Welcome to the forum!! 

May we know your name?

It is the Canadian Food Inspection Agency (CFIA) that establishes the import requirements for all animals (including domestic pets) entering Canada.

http://www.inspection.gc.ca/english/anim...mphe.shtml

Read more: http://www.tortoiseforum.org/Thread...ses-eggs-into-Canada-is-illegal#ixzz1IwUnJNyj


----------



## cross7fu (Apr 8, 2011)

emysemys said:


> Hi Cross7fu:
> 
> Welcome to the forum!!
> 
> ...


Hi, thanks for the welcome! you can just call me Cross.
The first link you posted is not working, I guess it is the page about "Importation of Amphibians and Reptiles"?
I have read about it and I think I was reading the wrong section. I was reading about turtle/tortoise eggs which I'm actually looking for import requirements for turtle/tortoise LOL.
So, in order to import a pet turtle to Canada, I need a permit from government of Canada, how about a health certificate and petstore receipt? I'm an emigrant and now I've got my Canadian citizenship, can I still import my turtle from another country?


----------



## Isa (Apr 9, 2011)

cross7fu said:


> I've been wondering this question, and planning to import a couple of turtles to Canada this year. English is not my mother language, I really want to clarify about the import requirements.
> 
> "*Until a Risk Assessment demonstrates safety*, no permits will be issued for turtle and tortoise eggs for personal use or commercial purposes (i.e. pet stores)."
> 
> ...



Hello and Welcome to the forum 

"the only way it will be possible is if you live in another Country and have a tortoise or turtle, move in Canada and have the import permit"

It means that if you live in another Country (If you are not Canadian) and you are comming to live in Canada, you can ask for the import permit to the Canadian Government. If you are Canadian and you want to import a torotise, you can not. The link does not work on the weekend. But if you try it on Monday morning, it will works. 

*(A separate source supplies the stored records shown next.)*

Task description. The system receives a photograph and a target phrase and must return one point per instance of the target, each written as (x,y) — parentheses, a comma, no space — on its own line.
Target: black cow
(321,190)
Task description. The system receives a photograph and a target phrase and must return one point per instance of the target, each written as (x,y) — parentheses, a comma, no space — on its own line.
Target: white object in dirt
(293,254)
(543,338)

Since you already live in Canada, I do not think you will be able to import your tortoise or turtle because the vet told me that the pet turtle or toroise must arrived at the duty with its owner. You should give them a call on Monday 

Good luck and let us know what they say...


----------



## cross7fu (Apr 10, 2011)

Isa said:


> cross7fu said:
> 
> 
> > I've been wondering this question, and planning to import a couple of turtles to Canada this year. English is not my mother language, I really want to clarify about the import requirements.
> ...


Thank you Isa, I just sent an email to CFIA, I'll let you know the answer.


----------



## Isa (Apr 10, 2011)

Good luck


----------



## dmmj (Apr 10, 2011)

So say I was moving to canada (being an american) I could import my tortoise with me, but If I was a canadian living in the US and then moved back to canada I could not take my tortoise with me?


----------



## Angi (Apr 10, 2011)

This seems so wierd to me. Is Canada salmonella free and trying to keep it out? That is the only way I can wrap my head around this as salmonella comes from many animals. I can understand making people get permits for a pet that counld be dangerous or hurt the enviroment if it was realeased.


----------



## Isa (Apr 11, 2011)

DMMJ I am sure you could bring your tortoises back with you if you lived in the USA since you were living in another Country. 
Angi, It is not only for salmonella, it is also for other patogen and bacterias.


----------



## cross7fu (Apr 17, 2011)

hi guys, I was super busy last week and didn't get a chance to tell u what CFIA answered me.
anyways, what I've got from them is if I want to import a turtle from my country to Canada as a pet, 
I need to bring it with me in person, and I need an import permit, which I need to apply 30 days before 
me and my turtle arrive. 
So from my understanding we can bring turtles to Canada based on these two conditions, and of course
if the turtle is in CITES list we need to apply for an CITES permit as well.


----------



## Isa (Apr 17, 2011)

cross7fu said:


> hi guys, I was super busy last week and didn't get a chance to tell u what CFIA answered me.
> anyways, what I've got from them is if I want to import a turtle from my country to Canada as a pet,
> I need to bring it with me in person, and I need an import permit, which I need to apply 30 days before
> me and my turtle arrive.
> ...



Thanks for letting us know 
Are you living in Canada now?


----------



## cross7fu (Apr 18, 2011)

Isa said:


> cross7fu said:
> 
> 
> > hi guys, I was super busy last week and didn't get a chance to tell u what CFIA answered me.
> ...


Yes I am
and I'm planning to import 2 turtles from hong kong, hope it works.


----------



## Isa (Apr 18, 2011)

cross7fu said:


> Yes I am
> and I'm planning to import 2 turtles from hong kong, hope it works.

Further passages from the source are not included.